The biosynthetic dogma of ribosomally synthesized and posttranslationally modified peptides (RiPP) involves enzymatic intermolecular modification of core peptide motifs in precursor peptides. The plant-specific BURP-domain protein family, named after their four founding members, includes autocatalytic peptide cyclases involved in the biosynthesis of side-chain-macrocyclic plant RiPPs. Here we show that AhyBURP, a representative of the founding Unknown Seed Protein-type BURP-domain subfamily, catalyzes intramolecular macrocyclizations of its core peptide during the sequential biosynthesis of monocyclic lyciumin I via glycine-tryptophan crosslinking and bicyclic legumenin via glutamine-tyrosine crosslinking. X-ray crystallography of AhyBURP reveals the BURP-domain fold with two type II copper centers derived from a conserved stapled-disulfide and His motif. We show the macrocyclization of lyciumin-C(sp³)-N-bond formation followed by legumenin-C(sp³)-O-bond formation requires dioxygen and radical involvement based on enzyme assays in anoxic conditions and isotopic labeling. Our study expands enzymatic intramolecular modifications beyond catalytic moiety and chromophore biogenesis to RiPP biosynthesis.

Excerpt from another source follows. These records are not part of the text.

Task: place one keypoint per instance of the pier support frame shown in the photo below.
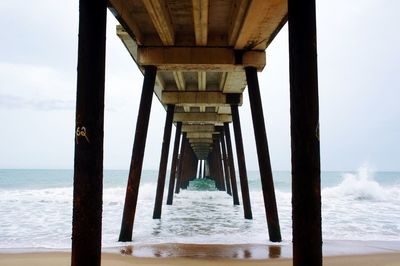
(225, 161)
(241, 162)
(89, 127)
(139, 144)
(218, 164)
(304, 113)
(264, 161)
(180, 164)
(231, 164)
(174, 164)
(163, 162)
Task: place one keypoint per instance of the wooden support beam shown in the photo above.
(218, 164)
(238, 16)
(305, 138)
(207, 98)
(201, 168)
(192, 141)
(199, 135)
(255, 33)
(159, 14)
(242, 163)
(174, 164)
(179, 80)
(264, 161)
(198, 128)
(139, 143)
(197, 145)
(202, 80)
(232, 82)
(232, 172)
(89, 127)
(122, 12)
(180, 163)
(214, 59)
(207, 118)
(225, 163)
(163, 162)
(200, 19)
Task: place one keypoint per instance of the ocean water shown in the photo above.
(36, 209)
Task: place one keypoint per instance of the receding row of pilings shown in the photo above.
(88, 162)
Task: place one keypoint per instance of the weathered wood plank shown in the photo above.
(159, 14)
(209, 118)
(199, 59)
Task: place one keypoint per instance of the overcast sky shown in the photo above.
(359, 77)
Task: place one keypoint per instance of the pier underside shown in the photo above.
(197, 57)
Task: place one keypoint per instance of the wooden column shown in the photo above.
(225, 160)
(231, 164)
(304, 113)
(89, 126)
(174, 163)
(241, 162)
(163, 162)
(218, 165)
(180, 164)
(139, 143)
(264, 162)
(200, 169)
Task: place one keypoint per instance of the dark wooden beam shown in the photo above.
(225, 161)
(241, 162)
(174, 164)
(180, 164)
(231, 164)
(139, 144)
(89, 127)
(218, 164)
(304, 121)
(264, 161)
(163, 162)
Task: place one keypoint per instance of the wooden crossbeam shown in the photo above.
(209, 118)
(198, 128)
(214, 59)
(199, 135)
(192, 141)
(159, 14)
(209, 98)
(251, 35)
(232, 82)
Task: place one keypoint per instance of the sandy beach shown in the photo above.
(63, 258)
(336, 253)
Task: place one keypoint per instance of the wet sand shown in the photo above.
(61, 259)
(335, 253)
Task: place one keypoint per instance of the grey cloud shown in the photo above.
(17, 102)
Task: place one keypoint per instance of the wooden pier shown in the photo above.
(197, 58)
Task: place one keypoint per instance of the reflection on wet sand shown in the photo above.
(245, 251)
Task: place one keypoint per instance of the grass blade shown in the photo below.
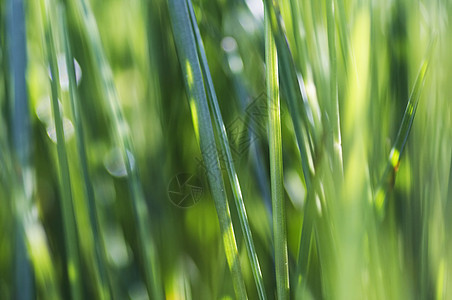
(70, 232)
(276, 164)
(336, 148)
(297, 101)
(233, 178)
(100, 257)
(21, 141)
(189, 61)
(147, 249)
(387, 181)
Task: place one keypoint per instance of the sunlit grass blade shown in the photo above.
(99, 257)
(276, 164)
(344, 35)
(297, 101)
(333, 105)
(69, 224)
(191, 69)
(233, 178)
(388, 179)
(21, 134)
(147, 249)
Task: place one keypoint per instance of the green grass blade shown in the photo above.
(233, 178)
(297, 101)
(336, 148)
(276, 164)
(147, 249)
(388, 179)
(21, 134)
(100, 256)
(189, 61)
(70, 232)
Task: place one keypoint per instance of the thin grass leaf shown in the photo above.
(147, 249)
(297, 100)
(387, 181)
(69, 224)
(233, 178)
(336, 147)
(103, 285)
(189, 61)
(276, 164)
(21, 141)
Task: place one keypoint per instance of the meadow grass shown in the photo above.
(225, 149)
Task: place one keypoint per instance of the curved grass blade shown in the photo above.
(100, 256)
(334, 100)
(69, 224)
(387, 181)
(276, 164)
(15, 25)
(233, 179)
(189, 61)
(147, 249)
(297, 100)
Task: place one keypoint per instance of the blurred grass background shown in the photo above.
(94, 217)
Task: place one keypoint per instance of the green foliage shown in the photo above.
(193, 149)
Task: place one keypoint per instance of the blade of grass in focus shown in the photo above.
(147, 249)
(190, 65)
(21, 134)
(233, 178)
(388, 178)
(276, 164)
(69, 224)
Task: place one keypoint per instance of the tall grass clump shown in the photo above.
(192, 149)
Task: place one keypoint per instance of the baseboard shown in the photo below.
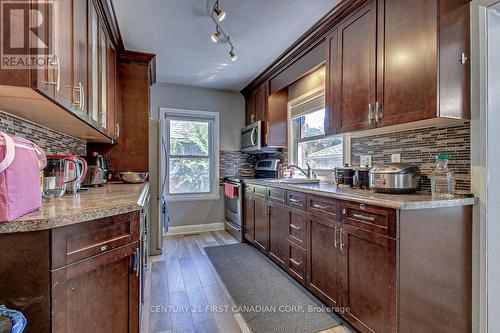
(190, 229)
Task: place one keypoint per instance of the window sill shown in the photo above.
(193, 197)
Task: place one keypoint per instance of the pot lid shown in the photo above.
(396, 168)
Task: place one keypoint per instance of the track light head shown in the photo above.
(215, 36)
(233, 54)
(221, 15)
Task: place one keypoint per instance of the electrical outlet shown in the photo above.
(365, 160)
(395, 158)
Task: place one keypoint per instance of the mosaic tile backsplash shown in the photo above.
(50, 141)
(420, 146)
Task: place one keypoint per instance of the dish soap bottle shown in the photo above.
(442, 179)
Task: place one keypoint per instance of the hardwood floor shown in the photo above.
(183, 293)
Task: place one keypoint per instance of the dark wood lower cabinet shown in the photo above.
(261, 238)
(325, 259)
(388, 270)
(99, 294)
(369, 280)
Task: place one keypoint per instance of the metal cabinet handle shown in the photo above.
(379, 114)
(318, 206)
(367, 218)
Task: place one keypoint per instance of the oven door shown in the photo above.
(234, 207)
(251, 137)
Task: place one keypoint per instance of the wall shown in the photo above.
(52, 142)
(420, 146)
(231, 107)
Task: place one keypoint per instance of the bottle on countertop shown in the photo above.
(442, 179)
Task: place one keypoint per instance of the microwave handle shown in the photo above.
(252, 134)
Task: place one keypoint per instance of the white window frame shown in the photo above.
(315, 93)
(193, 115)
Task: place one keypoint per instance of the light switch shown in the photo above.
(365, 160)
(395, 158)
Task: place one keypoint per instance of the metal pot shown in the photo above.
(395, 178)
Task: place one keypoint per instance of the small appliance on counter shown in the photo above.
(267, 168)
(344, 176)
(395, 178)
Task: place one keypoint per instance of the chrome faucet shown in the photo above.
(309, 174)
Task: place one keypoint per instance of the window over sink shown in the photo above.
(191, 148)
(307, 141)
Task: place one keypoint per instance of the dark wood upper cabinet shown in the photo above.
(354, 69)
(277, 234)
(325, 259)
(369, 280)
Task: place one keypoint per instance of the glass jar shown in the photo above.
(442, 179)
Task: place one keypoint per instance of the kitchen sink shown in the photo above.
(294, 181)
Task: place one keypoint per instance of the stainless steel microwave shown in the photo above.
(251, 137)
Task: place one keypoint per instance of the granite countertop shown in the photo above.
(417, 200)
(96, 203)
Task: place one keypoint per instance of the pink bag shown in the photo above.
(20, 164)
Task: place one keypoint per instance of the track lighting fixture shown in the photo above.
(215, 36)
(233, 54)
(221, 15)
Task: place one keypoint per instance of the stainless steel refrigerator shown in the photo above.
(158, 209)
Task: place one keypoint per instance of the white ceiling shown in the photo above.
(178, 32)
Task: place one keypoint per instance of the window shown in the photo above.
(309, 145)
(192, 139)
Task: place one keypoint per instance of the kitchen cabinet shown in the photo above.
(371, 260)
(277, 235)
(82, 277)
(101, 295)
(369, 279)
(383, 72)
(353, 68)
(249, 214)
(261, 236)
(325, 259)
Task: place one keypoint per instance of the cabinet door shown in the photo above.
(261, 237)
(277, 233)
(324, 259)
(354, 70)
(103, 77)
(407, 66)
(62, 20)
(112, 119)
(100, 294)
(80, 56)
(249, 224)
(369, 280)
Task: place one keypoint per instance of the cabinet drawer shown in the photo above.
(296, 200)
(86, 239)
(296, 226)
(322, 206)
(378, 220)
(276, 194)
(260, 190)
(296, 262)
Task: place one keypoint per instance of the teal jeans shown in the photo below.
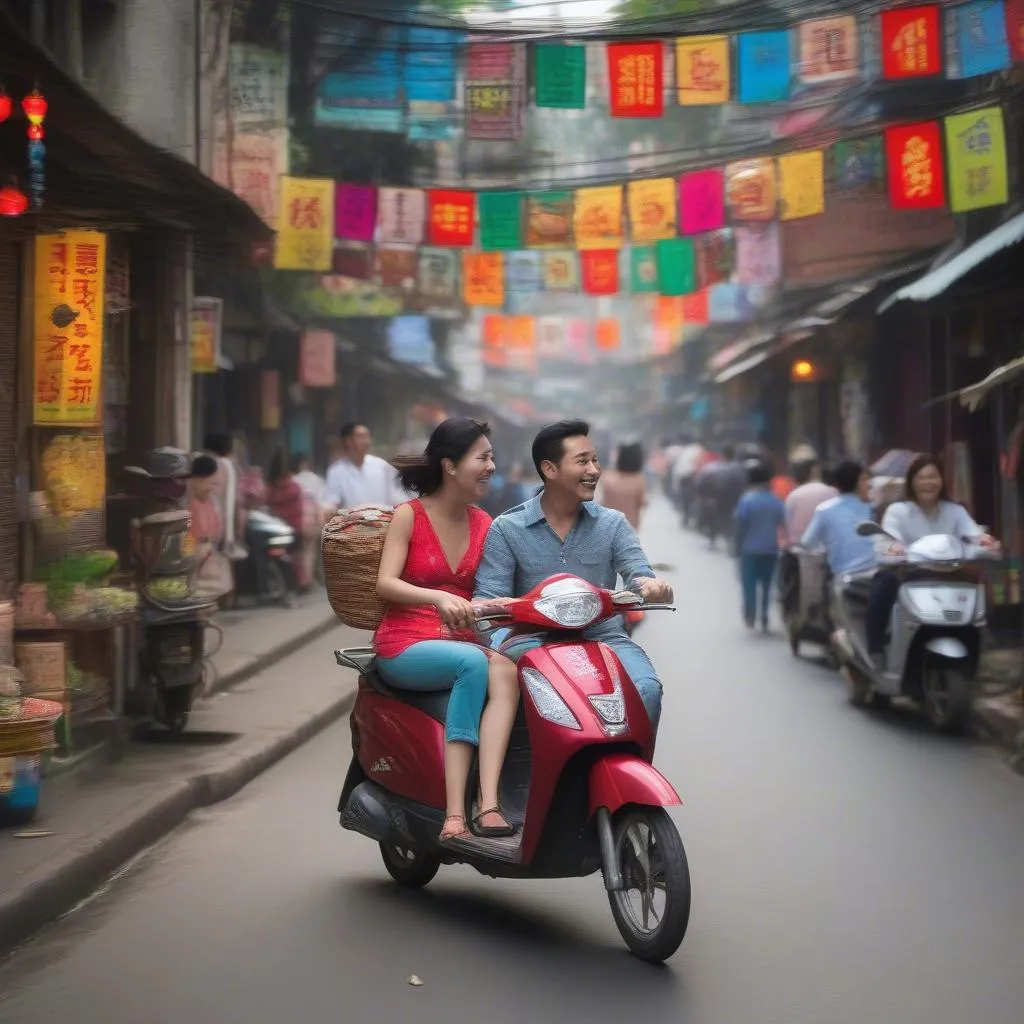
(440, 665)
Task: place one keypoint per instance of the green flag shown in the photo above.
(560, 76)
(643, 276)
(676, 269)
(501, 220)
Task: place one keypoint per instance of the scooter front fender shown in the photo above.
(624, 778)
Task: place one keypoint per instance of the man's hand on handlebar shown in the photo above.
(456, 612)
(653, 591)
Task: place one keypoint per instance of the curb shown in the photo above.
(265, 659)
(79, 871)
(992, 724)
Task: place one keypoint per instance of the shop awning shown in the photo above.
(973, 395)
(938, 281)
(99, 171)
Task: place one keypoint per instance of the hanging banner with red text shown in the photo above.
(70, 285)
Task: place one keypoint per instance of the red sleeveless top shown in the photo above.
(427, 566)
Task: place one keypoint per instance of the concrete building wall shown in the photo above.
(140, 64)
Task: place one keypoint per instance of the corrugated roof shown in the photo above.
(936, 282)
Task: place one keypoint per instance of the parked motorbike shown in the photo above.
(934, 635)
(803, 595)
(267, 572)
(578, 780)
(173, 616)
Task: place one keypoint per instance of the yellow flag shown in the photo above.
(977, 147)
(802, 184)
(598, 217)
(702, 70)
(652, 209)
(305, 230)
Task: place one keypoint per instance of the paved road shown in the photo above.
(846, 869)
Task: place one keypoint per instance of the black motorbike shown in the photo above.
(174, 617)
(268, 571)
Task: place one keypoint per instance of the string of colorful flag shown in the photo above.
(496, 242)
(923, 41)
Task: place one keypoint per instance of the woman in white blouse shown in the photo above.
(926, 511)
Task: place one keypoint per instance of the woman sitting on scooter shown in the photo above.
(926, 511)
(426, 639)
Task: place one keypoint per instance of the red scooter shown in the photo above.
(578, 780)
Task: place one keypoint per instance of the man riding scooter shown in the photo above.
(563, 529)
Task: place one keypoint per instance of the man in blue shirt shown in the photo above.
(563, 529)
(759, 518)
(835, 522)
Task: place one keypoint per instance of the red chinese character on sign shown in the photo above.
(84, 295)
(48, 389)
(80, 390)
(79, 354)
(910, 42)
(87, 259)
(306, 214)
(916, 167)
(55, 348)
(57, 268)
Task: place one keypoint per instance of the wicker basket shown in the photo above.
(352, 543)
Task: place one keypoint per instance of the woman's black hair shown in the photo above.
(451, 439)
(204, 466)
(923, 462)
(630, 459)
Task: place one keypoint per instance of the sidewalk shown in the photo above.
(998, 712)
(276, 686)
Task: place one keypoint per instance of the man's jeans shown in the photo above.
(634, 659)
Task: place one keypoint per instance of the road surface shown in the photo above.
(846, 869)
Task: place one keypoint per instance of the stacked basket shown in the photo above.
(352, 543)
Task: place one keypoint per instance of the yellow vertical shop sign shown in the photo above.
(70, 285)
(305, 228)
(204, 330)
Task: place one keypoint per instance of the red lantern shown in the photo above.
(12, 202)
(35, 107)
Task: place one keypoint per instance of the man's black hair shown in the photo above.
(846, 476)
(804, 470)
(549, 444)
(347, 429)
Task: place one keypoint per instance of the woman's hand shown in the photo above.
(492, 606)
(456, 612)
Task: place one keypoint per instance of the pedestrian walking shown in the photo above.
(759, 518)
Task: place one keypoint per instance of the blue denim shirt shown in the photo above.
(834, 526)
(759, 518)
(522, 551)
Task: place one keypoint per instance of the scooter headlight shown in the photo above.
(572, 609)
(547, 699)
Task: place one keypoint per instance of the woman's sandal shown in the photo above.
(450, 835)
(492, 832)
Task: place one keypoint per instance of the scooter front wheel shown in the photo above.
(652, 908)
(409, 866)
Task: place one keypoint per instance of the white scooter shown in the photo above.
(935, 629)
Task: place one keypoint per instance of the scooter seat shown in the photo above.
(431, 702)
(364, 659)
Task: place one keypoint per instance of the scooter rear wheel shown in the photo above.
(409, 866)
(652, 860)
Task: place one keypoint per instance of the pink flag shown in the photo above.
(701, 202)
(354, 212)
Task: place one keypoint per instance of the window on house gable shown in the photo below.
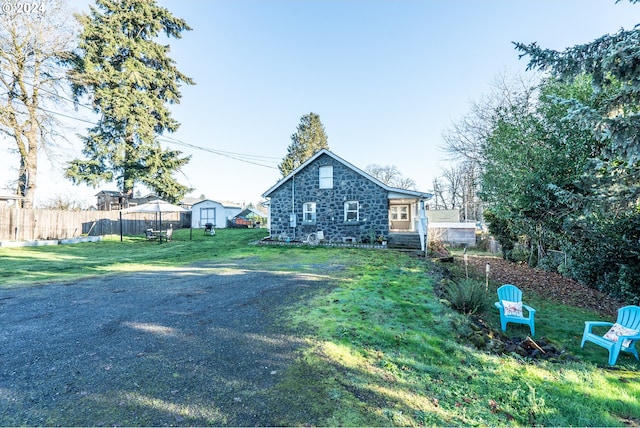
(351, 211)
(309, 212)
(326, 177)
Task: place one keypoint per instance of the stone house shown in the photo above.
(328, 194)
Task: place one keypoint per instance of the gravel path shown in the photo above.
(194, 346)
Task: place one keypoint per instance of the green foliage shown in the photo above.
(612, 62)
(468, 296)
(549, 184)
(130, 79)
(309, 139)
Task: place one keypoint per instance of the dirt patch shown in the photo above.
(195, 346)
(551, 285)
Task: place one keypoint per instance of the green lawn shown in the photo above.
(383, 349)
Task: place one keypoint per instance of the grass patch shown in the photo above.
(383, 349)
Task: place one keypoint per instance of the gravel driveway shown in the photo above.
(195, 346)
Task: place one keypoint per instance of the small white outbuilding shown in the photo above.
(216, 213)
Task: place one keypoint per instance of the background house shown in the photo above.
(328, 194)
(249, 217)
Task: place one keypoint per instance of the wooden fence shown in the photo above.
(17, 224)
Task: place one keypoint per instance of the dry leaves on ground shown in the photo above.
(548, 284)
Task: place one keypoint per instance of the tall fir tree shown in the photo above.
(130, 79)
(309, 139)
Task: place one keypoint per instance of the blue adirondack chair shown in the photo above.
(511, 293)
(629, 318)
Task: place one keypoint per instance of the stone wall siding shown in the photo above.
(348, 185)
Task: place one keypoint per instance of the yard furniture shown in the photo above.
(622, 335)
(511, 308)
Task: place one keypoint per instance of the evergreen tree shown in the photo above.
(612, 61)
(309, 139)
(130, 78)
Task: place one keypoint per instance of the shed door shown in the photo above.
(208, 215)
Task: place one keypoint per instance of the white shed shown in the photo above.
(208, 211)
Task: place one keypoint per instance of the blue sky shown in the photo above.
(386, 77)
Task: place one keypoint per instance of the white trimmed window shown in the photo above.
(351, 212)
(326, 177)
(309, 212)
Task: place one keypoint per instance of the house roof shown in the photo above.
(397, 192)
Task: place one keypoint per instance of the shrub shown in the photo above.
(468, 296)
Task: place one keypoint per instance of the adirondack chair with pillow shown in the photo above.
(510, 306)
(622, 335)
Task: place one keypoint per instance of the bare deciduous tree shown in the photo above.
(391, 176)
(33, 39)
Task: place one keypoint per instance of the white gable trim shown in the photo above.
(393, 191)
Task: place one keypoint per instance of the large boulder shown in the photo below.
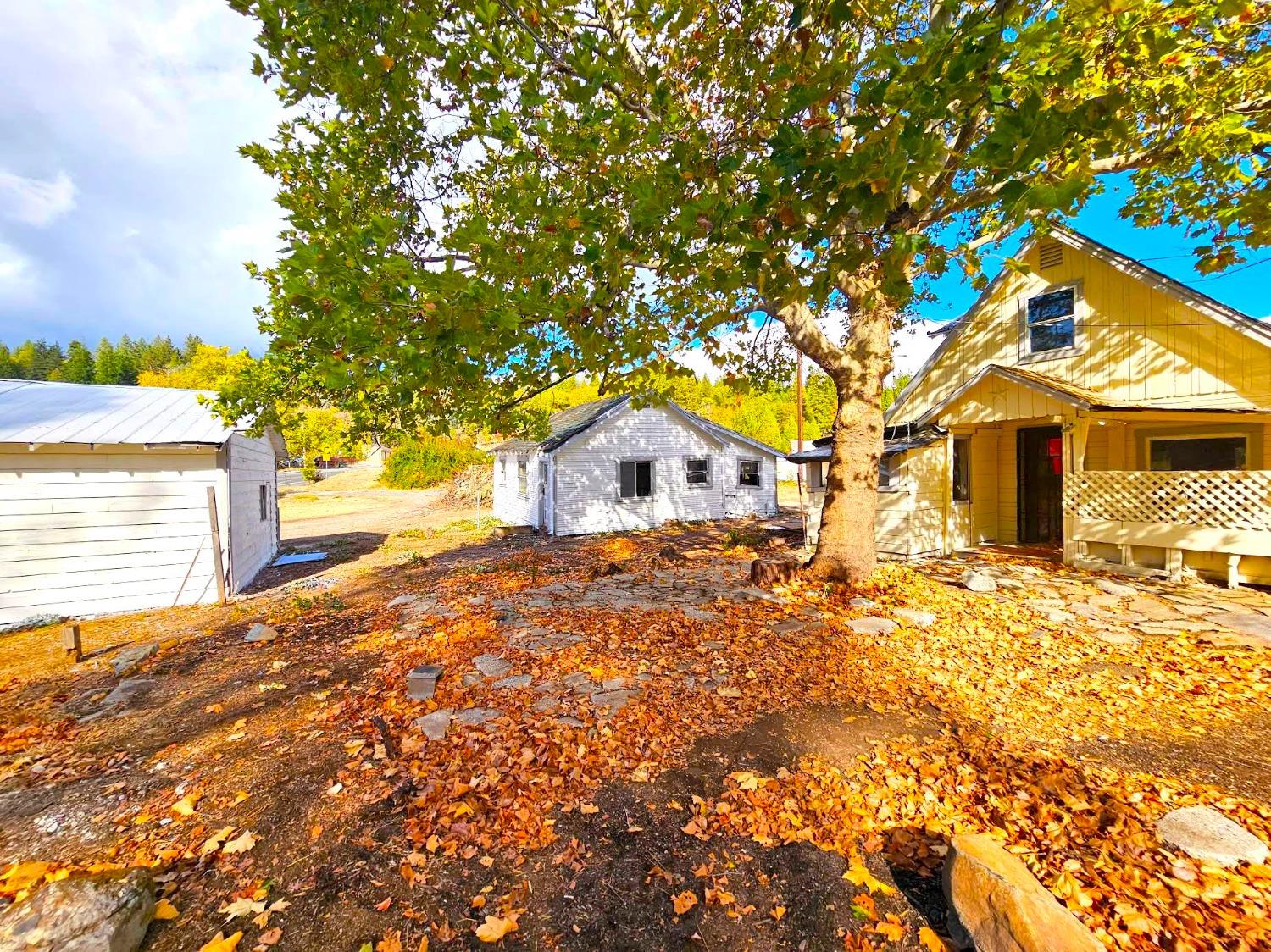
(102, 913)
(996, 905)
(1207, 835)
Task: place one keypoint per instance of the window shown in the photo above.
(1199, 452)
(697, 472)
(636, 479)
(1052, 319)
(963, 469)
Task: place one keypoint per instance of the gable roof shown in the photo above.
(567, 423)
(53, 412)
(1215, 309)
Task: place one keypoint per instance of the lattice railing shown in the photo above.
(1217, 499)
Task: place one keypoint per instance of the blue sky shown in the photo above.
(126, 208)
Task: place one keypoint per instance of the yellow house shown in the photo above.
(1092, 404)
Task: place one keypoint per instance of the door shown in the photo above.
(1040, 473)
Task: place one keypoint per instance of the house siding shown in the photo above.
(253, 542)
(585, 484)
(114, 529)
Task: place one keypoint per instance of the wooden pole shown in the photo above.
(216, 545)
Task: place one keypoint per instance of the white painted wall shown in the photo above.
(114, 529)
(253, 542)
(586, 490)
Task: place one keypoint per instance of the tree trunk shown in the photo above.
(846, 545)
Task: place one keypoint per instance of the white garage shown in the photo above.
(121, 499)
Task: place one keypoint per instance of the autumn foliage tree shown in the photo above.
(486, 197)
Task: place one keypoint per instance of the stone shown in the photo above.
(492, 665)
(515, 682)
(436, 723)
(421, 684)
(101, 913)
(775, 570)
(915, 617)
(996, 905)
(872, 626)
(1205, 834)
(259, 634)
(477, 716)
(1118, 589)
(129, 660)
(979, 581)
(126, 692)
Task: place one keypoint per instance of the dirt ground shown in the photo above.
(670, 759)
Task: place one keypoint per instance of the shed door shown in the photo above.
(1040, 472)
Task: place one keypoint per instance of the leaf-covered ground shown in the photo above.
(669, 758)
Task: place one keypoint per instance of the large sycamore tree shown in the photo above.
(492, 195)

核糖体合成和翻译后修饰肽 (RiPP) 的生物合成法则涉及前体肽中核心肽基序的酶促分子间修饰。植物特异性 BURP 结构域蛋白家族以其四个创始成员命名，包括参与侧链大环植物 RiPP 生物合成的自催化肽环化酶。在这里，我们展示了AhyBURP，作为创始未知种子蛋白型BURP结构域亚家族的代表，在通过甘氨酸-色氨酸交联的单环枸杞素I和通过谷氨酰胺-酪氨酸交联的双环豆豆素的连续生物合成过程中催化其核心肽的分子内大环化。 AhyBURP 的 X 射线晶体学揭示了 BURP 结构域折叠，具有两个源自保守的钉合二硫键和 His 基序的 II 型铜中心。基于缺氧条件下的酶测定和同位素标记，我们证明了枸杞素-C( sp ³ )-N-键形成的大环化以及豆科蛋白-C( sp ³ )-O-键形成需要双氧和自由基的参与。我们的研究将酶促分子内修饰扩展到催化部分和发色团生物发生之外，扩展到 RiPP 生物合成。